The Portuguese Navy was reported today to have split with the army by siding with General Vasco Gonçalves in the critical fight over the plan to shift him from the premiership to the post of Chief of Staff of the armed forces. Navy officers and men, in ar assembly yesterday, were understood to have supported General Gonçalves against those who accuse him of trying to impose a minority Communist regime on the country. The navy met under its Chief of Staff, Vice Admiral Jos Pinheiro de Azevedo, who has been designated as Premier and whose efforts to form a cabinet are being blocked by the Gonçalves controversy. An air force assembly meeting in nearby Sintra was expected to oppose General Gonçalves, following General Jose Morais da Silva, the air force Chief of Staff, who said Monday that he would not accept a dictatorship by 20 per cent over the 80 per cent.

State Department officials told Congressional leaders today that they were more hopeful about the political outlook in Portugal as a result of recent gains of more moderate forces over pro‐Communists there. This estimate was given in testimony by a Deputy Assistant Secretary for European Affairs, L. Bruce Laingen, in a closed session of the House International Relations subcommittee on political and military affairs. Emerging from the session, Representative Larry Winn Jr., Republican of Kansas, said he had the impression that Mr. Laingen and other State Department witnesses appeared to be “a bit more optimistic” about prospects in Portugal.

More than 10,000 Protestant workers staged a three-hour strike in Belfast to back demands for a British government crackdown on the mainly Roman Catholic Irish Republican Army. The shutdown came amid a growing clamor by Ulster’s Protestant majority for military action against the IRA’s Provisional wing, which has been blamed for a surge of attacks on Protestants.

German police have arrested a member of the board of the metal workers’ union on suspicion of spying for Communist-ruled East Germany, the federal prosecutor’s office said. The office said police detained Heinz Duerrbeck, 62, in his home in Frankfurt. After searching Duerrbeck’s apartment police drove him to Karlsruhe where he appeared before a federal investigating judge.

Prime Minister Anker Joergensen of Denmark met with opposition leaders in a final attempt to reach agreement on controversial economic measures and avoid the country’s third general election in less than two years. The measures, to pump about $850 million into the economy. have been proposed by Joergensen’s minority Social Democratic government as a means of reducing the 5.5% rate of unemployment.
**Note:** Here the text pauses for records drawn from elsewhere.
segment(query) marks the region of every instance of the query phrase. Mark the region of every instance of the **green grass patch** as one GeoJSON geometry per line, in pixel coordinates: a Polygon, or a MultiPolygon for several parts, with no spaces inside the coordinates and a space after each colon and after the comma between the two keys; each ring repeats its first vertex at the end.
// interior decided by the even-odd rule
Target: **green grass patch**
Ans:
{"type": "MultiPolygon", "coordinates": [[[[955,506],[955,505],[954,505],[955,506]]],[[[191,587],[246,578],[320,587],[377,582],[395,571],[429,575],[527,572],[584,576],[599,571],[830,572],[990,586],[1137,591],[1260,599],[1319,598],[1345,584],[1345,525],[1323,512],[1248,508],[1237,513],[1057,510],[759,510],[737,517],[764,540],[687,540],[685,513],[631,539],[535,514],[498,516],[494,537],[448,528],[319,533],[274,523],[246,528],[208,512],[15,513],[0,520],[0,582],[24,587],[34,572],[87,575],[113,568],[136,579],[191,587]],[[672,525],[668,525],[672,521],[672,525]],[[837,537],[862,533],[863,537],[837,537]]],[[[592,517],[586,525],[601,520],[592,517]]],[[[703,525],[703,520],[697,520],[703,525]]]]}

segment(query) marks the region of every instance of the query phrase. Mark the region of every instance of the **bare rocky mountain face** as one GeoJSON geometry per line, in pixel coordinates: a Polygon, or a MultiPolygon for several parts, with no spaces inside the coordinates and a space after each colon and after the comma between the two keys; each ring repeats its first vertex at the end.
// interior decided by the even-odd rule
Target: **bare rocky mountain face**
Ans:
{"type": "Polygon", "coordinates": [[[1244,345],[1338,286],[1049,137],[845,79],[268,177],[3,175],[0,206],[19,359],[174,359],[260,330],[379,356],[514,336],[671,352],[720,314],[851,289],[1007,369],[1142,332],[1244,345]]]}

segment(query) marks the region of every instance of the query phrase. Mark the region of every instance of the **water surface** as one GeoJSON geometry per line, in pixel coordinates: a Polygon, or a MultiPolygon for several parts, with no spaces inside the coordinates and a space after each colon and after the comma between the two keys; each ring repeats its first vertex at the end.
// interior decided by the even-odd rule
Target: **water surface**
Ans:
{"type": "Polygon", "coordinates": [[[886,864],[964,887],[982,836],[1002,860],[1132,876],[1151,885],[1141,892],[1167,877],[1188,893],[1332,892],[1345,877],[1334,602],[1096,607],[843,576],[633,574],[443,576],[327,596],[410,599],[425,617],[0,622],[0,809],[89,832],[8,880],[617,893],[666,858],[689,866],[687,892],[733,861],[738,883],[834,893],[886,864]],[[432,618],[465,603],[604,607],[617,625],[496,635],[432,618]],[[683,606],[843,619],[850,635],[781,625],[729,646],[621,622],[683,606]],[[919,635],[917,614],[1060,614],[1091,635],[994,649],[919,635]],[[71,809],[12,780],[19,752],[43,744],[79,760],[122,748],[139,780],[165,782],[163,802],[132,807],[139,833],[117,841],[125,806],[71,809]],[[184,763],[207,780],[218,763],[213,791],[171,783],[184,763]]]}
Claims that crime among women is on the rise as a result of their new freedom were challenged by international criminologists attending a U.N. Crime Conference in Geneva. Representatives from Communist, European and developing nations said offenses by women had not increased significantly in their countries and that there was no basis for a conclusion that a freer, more active life made a woman more prone to become an offender.

The Sinai Interim Agreement was signed in Geneva by Major General Taha Magdoub for Egypt, and Major General Herzl Shafir for Israel, along with the ambassadors to Switzerland from the two nations, after having been initialed earlier in the week by Israel’s Prime Minister Yitzhak Rabin and Egypt’s President Anwar Sadat. Under the agreement, a 25 kilometer wide buffer zone was created in the Sinai Peninsula, to be patrolled by United Nations Emergency Force troops, and separating the armies of the two nations.

Representatives of Egypt and Israel, seated at separate tables, signed their new interim peace agreement in Geneva. Representatives of the Soviet Union and the United States had been expected to attend, but stayed away. The Soviet Union reportedly shunned the ceremony in resentment over having been excluded from the negotiations, and over plans to send American surveillance technicians to Sinai; American officials reportedly wanted to avoid embarrassing the Russians.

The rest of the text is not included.